Senators Elizabeth Warren and Cory Booker, both Democrats, opened an investigation June 23 into Tyson, JBS and other meatpacking companies for their handling of COVID-19 outbreaks and worker safety in meatpacking plants. 

The letter cites three collaborations between USA Today and the Midwest Center for Investigative Reporting:

* Coronavirus outbreaks climb at U.S. meatpacking plants despite protections, Trump order

* Cheap chicken, beef came at a cost. How American meat plants bred coronavirus hot spots.

* USDA let poultry plants put workers close together even as they got sick from coronavirus.

The companies exported record amounts of meat to China, while issuing warnings about a looming nationwide meat shortage and hiking meat prices for consumers, the senators wrote.

“The companies used the COVID-19 pandemic — and warning of shortages — as cover while they endangered workers, dramatically increased prices for American consumers, and successfully lobbied the President to sign an executive order designating their plants as critical infrastructure and allowing them to continue operating in an unsafe fashion,” they wrote.

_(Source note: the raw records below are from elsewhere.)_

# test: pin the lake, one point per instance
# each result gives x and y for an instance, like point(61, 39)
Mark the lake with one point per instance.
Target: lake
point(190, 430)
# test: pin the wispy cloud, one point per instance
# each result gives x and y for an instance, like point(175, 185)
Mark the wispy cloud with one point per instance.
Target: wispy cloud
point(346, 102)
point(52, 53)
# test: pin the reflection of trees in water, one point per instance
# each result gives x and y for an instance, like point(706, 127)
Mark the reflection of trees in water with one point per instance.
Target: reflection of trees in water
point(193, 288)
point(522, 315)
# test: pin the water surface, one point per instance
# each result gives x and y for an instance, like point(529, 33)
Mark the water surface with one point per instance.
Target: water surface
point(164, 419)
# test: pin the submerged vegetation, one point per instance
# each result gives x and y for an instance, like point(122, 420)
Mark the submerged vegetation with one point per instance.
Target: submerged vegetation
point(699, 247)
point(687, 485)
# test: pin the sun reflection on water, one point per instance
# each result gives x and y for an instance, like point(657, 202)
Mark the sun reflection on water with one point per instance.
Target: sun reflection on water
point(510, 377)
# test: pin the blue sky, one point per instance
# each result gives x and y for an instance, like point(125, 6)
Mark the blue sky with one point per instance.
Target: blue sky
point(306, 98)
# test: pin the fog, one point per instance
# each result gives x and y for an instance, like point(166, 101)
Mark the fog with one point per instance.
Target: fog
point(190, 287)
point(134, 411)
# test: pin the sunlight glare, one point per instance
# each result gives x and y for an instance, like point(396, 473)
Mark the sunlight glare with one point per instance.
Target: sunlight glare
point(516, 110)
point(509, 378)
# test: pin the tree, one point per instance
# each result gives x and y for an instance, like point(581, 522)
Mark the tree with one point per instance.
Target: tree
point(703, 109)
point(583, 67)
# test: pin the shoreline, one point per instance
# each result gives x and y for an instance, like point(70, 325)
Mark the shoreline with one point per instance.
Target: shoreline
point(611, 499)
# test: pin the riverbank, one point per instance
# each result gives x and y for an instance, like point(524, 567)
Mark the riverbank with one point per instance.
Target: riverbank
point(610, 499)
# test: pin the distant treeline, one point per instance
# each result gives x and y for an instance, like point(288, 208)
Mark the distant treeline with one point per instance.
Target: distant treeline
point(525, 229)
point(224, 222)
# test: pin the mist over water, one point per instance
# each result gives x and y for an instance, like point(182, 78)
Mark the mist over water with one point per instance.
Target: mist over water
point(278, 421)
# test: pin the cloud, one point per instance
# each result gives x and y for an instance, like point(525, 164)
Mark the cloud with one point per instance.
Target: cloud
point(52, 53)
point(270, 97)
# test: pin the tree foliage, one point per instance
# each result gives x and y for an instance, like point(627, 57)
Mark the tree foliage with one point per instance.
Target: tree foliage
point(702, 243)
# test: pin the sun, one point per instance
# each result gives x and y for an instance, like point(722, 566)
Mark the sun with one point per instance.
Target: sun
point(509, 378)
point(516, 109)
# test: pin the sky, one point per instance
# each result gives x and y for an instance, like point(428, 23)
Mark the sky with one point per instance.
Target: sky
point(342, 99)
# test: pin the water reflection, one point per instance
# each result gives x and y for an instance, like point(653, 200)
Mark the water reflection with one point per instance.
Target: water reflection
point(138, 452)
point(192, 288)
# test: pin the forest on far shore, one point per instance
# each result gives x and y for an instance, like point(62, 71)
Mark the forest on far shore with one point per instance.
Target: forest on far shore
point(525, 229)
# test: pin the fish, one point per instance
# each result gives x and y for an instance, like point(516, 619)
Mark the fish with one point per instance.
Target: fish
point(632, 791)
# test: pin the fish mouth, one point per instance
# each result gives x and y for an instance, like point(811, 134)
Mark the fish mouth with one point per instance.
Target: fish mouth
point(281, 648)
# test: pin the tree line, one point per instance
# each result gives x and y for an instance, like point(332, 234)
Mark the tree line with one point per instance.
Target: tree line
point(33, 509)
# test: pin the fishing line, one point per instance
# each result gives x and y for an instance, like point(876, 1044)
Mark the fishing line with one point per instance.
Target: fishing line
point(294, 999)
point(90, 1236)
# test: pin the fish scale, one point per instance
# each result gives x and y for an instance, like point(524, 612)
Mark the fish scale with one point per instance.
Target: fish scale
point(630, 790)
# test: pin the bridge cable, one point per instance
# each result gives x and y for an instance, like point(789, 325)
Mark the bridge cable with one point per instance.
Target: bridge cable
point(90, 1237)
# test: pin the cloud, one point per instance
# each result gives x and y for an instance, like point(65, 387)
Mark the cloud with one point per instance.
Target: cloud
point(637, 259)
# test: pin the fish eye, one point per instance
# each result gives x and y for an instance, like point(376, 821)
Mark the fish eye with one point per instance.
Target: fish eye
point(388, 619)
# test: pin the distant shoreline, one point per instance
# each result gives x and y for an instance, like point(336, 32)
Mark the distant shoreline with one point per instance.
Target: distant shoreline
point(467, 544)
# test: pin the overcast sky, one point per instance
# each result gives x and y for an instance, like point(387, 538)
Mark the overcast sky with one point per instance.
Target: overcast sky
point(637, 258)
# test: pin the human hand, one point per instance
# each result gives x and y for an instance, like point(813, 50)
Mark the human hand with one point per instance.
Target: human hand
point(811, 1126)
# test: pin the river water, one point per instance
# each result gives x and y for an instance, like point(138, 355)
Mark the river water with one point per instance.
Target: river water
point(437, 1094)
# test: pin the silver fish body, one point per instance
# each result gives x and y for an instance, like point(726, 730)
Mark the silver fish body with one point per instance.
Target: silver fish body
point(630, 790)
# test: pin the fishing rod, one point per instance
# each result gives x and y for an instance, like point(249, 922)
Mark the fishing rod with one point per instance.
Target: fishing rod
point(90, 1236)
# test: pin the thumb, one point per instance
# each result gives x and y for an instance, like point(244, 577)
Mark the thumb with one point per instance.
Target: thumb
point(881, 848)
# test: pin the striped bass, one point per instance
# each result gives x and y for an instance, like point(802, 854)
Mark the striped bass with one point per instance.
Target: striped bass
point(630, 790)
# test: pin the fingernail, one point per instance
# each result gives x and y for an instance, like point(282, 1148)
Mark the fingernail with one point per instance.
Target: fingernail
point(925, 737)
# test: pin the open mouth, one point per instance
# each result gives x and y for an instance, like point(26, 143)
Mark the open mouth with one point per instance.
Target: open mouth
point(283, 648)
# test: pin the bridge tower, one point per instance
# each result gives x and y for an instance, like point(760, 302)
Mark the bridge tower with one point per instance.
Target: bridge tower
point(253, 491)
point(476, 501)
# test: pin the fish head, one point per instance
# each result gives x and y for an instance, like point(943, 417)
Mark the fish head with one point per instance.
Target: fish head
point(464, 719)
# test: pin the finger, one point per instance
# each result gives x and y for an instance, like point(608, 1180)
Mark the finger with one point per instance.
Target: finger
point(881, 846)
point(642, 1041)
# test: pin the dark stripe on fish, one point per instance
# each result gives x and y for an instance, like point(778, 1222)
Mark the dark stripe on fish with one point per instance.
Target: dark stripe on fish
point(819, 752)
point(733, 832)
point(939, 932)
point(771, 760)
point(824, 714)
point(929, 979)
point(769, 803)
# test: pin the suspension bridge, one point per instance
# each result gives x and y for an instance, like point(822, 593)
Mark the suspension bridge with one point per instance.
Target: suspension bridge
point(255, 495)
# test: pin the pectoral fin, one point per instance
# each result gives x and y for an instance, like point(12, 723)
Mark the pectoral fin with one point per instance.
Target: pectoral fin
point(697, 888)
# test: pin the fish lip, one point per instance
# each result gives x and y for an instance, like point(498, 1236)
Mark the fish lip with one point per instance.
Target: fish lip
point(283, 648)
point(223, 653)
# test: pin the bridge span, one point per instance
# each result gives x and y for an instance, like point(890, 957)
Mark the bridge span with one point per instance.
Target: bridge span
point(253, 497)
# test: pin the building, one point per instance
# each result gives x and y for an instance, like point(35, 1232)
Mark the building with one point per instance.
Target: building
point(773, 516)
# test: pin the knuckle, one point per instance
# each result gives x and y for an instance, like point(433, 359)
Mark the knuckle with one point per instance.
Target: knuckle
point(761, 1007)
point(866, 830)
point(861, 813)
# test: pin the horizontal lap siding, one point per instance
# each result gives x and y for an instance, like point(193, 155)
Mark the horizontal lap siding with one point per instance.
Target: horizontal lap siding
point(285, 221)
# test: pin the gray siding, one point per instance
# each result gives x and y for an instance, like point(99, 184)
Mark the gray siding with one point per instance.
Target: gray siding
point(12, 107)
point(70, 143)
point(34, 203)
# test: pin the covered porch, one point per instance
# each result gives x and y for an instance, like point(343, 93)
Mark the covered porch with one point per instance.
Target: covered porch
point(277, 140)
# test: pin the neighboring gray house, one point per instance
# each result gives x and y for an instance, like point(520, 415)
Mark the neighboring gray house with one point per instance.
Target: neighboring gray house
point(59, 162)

Even prior to the pandemic, the meatpacking industry was known for low wages, few benefits and dangerous work. 

Compared to workers in other industries, a higher percentage of meatpacking workers were injured on the job, according to a Government Accountability Office report. They also are more likely to live below the poverty line than workers in other industries, according to a report from the Center for Economic and Policy Research

“During COVID-19 once again, the meat industry discriminates against their workers, which in most cases are people of color,” said Axel Fuentes, director of the Rural Community Workers Alliance, another group behind the complaint.